1Ts 4,1-8; Salm 96, 1-6.10-12; Mateo 25, 1-13

Uno de los autores que más ha influido en la cultura occidental es san Agustín. Muchos lo consideran un genio y ahora sería muy difícil ponderar todos sus logros. Pero, tanto para los hombres de fe como para quienes no la tienen el Obispo de Hipona es una referente que no puede pasarse por alto. Sin embargo, basta con leer las Confesiones que escribió para darse cuenta de que Agustín no puede catalogarse entre los genios al uso. San Agustín venció intelectualmente a los maniqueos, derrotó a los donatistas y aportó todos los argumentos contra el pelagianismo; inició en La Ciudad de Dios una interpretación teológica de la historia en la que se han inspirado todas las posteriores, y sobresale por sus comentarios bíblicos y sus sermones. Pero en ese libro autobiográfico, el genio africano se nos muestra arrodillado ante Dios.
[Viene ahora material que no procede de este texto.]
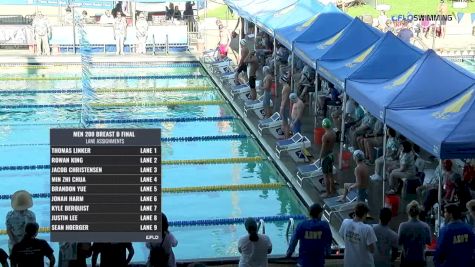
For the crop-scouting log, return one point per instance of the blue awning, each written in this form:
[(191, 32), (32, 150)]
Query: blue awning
[(391, 58), (287, 35), (320, 36), (297, 13)]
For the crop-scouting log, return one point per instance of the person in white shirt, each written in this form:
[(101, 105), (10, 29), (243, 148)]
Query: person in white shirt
[(360, 239), (253, 247)]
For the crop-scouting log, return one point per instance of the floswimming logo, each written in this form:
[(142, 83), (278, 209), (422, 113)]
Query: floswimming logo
[(361, 57), (454, 107), (401, 80), (285, 10), (411, 18), (307, 23), (330, 41)]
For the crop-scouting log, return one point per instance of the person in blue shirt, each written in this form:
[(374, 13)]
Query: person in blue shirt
[(315, 239), (456, 243)]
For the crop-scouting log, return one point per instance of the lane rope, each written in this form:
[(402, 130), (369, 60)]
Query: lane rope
[(165, 139), (152, 120), (104, 65), (210, 222), (164, 162)]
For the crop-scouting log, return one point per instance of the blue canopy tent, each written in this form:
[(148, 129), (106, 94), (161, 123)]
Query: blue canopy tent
[(256, 9), (430, 74), (348, 53), (295, 14), (287, 35), (318, 38)]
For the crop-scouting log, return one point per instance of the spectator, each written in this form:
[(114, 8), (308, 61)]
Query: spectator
[(365, 126), (161, 252), (414, 235), (30, 252), (3, 258), (297, 113), (361, 176), (456, 242), (42, 33), (188, 13), (382, 21), (386, 250), (120, 31), (332, 98), (72, 254), (253, 247), (285, 105), (471, 213), (112, 254), (314, 238), (266, 86), (19, 217), (327, 158), (407, 168), (224, 40), (141, 26), (432, 189), (106, 18), (177, 13), (359, 239), (84, 17), (370, 140)]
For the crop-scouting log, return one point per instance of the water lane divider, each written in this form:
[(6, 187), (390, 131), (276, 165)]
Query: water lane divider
[(103, 65), (191, 189), (184, 119), (211, 222), (70, 78), (164, 162), (126, 104), (166, 139), (111, 90)]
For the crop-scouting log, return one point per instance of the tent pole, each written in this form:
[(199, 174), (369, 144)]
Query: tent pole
[(385, 140), (292, 89), (317, 85), (342, 132), (439, 197)]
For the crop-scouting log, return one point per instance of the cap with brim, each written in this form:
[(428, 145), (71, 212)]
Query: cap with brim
[(22, 200)]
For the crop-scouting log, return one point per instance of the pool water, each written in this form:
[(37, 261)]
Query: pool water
[(24, 141)]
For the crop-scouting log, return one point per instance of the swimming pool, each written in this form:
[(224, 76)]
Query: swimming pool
[(468, 64), (186, 104)]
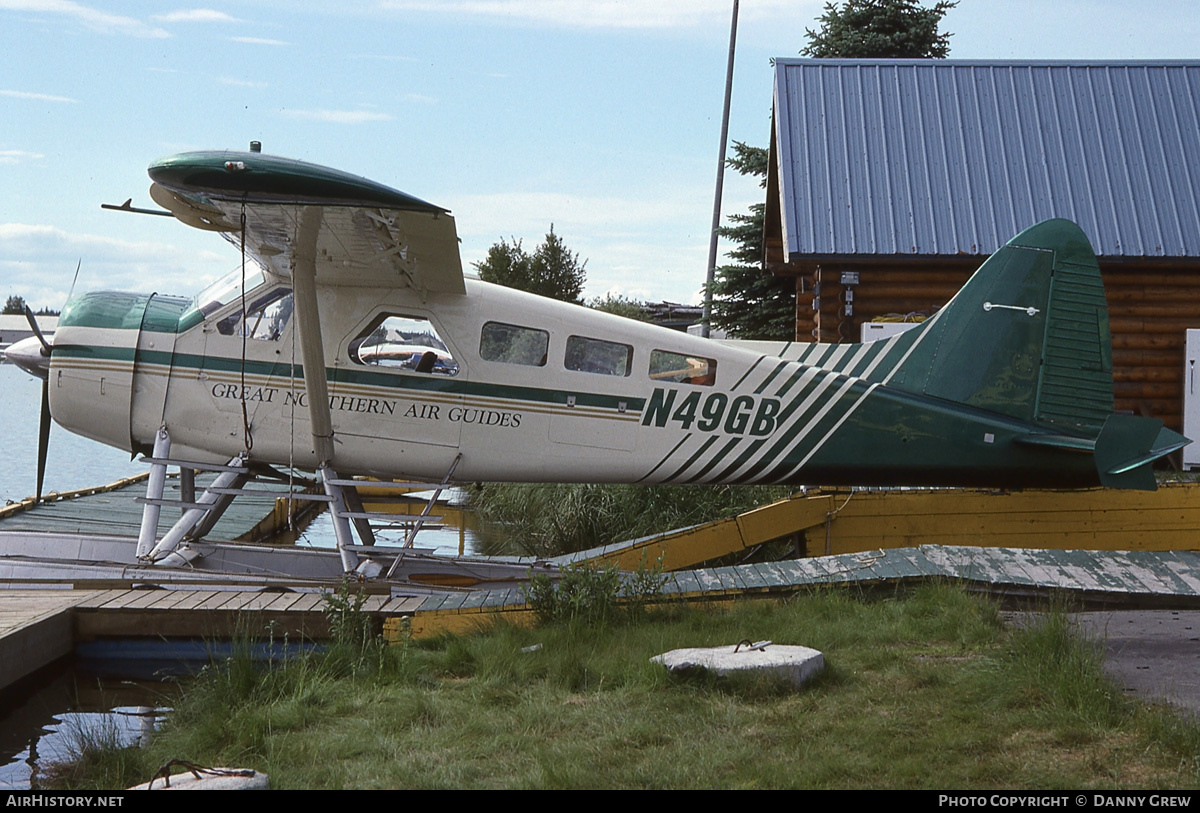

La censura que domina nuestro sistema educativo está privando a millones de personas del acceso a uno de los padres de Occidente. Bastaría con leer esas Confesiones, para descubrir que lo divino no niega lo humano. Agustín dedicó mucho tiempo a indagar sobre sí mismo. No lo hizo en el sentido de dar vueltas a sus talentos y regodearse en ellos. Lejos de quedarse en la periferia pedante de la autocomplacencia utilizó sus dones para adentrarse en sí mismo. Quería entender el sentido del mundo para entenderse a sí mismo y esa búsqueda incesante de la verdad, en la que entendía se encontraba comprometido, le acuciaba porque quería ser feliz. Esa sinceridad del autor es la que lo pone en contacto con nosotros a pesar de haber pasado más de quince siglos. San Agustín quería ser feliz, como lo quiere todo hombre. Y ese deseo de su interior no lo ocultó sino que quiso saciarlo plenamente.

En el evangelio de hoy escuchamos una parábola en la que Jesús nos exhorta a estar en vela. Comparando a las vírgenes sabias con el Obispo de Hipona nos damos cuenta de que durante toda su vida persiguió la verdad y, cuando llegó a ser cristiano, predicó ardientemente la caridad. Su comentario a la primera Carta de san Juan es un bonito y extenso tratado sobre el amor. En aquellas homilías san Agustín indicaba que la vida verdadera, el aceite de las lámparas simboliza el amor, se encontraba sólo en el amor sin fisuras a Dios y al prójimo. Ese amor al prójimo, dice el santo, conlleva desear para él que conozca a Jesús y se salve. La parábola muestra bien como la alegría de las bodas, en la fiesta con el esposo, es la que empezamos a tener aquí cuando vivimos la caridad y nuestras almas brillan por el amor.

A muchas personas les resulta simpático este santo porque se quedan con su vida de pagano. Piensan, el que experimentó muchos pecados es un verdadero hombre. Se equivocan en su juicio, porque donde se muestra la humanidad de Agustín con mayor plenitud es en su ansia por conocer la verdad eterna. En lo otro, nos diría él, se asemejaba a las bestias. Por eso cuando conoció a Jesucristo descubrió también que allí se nos manifestaba en plenitud en qué consiste ser hombre.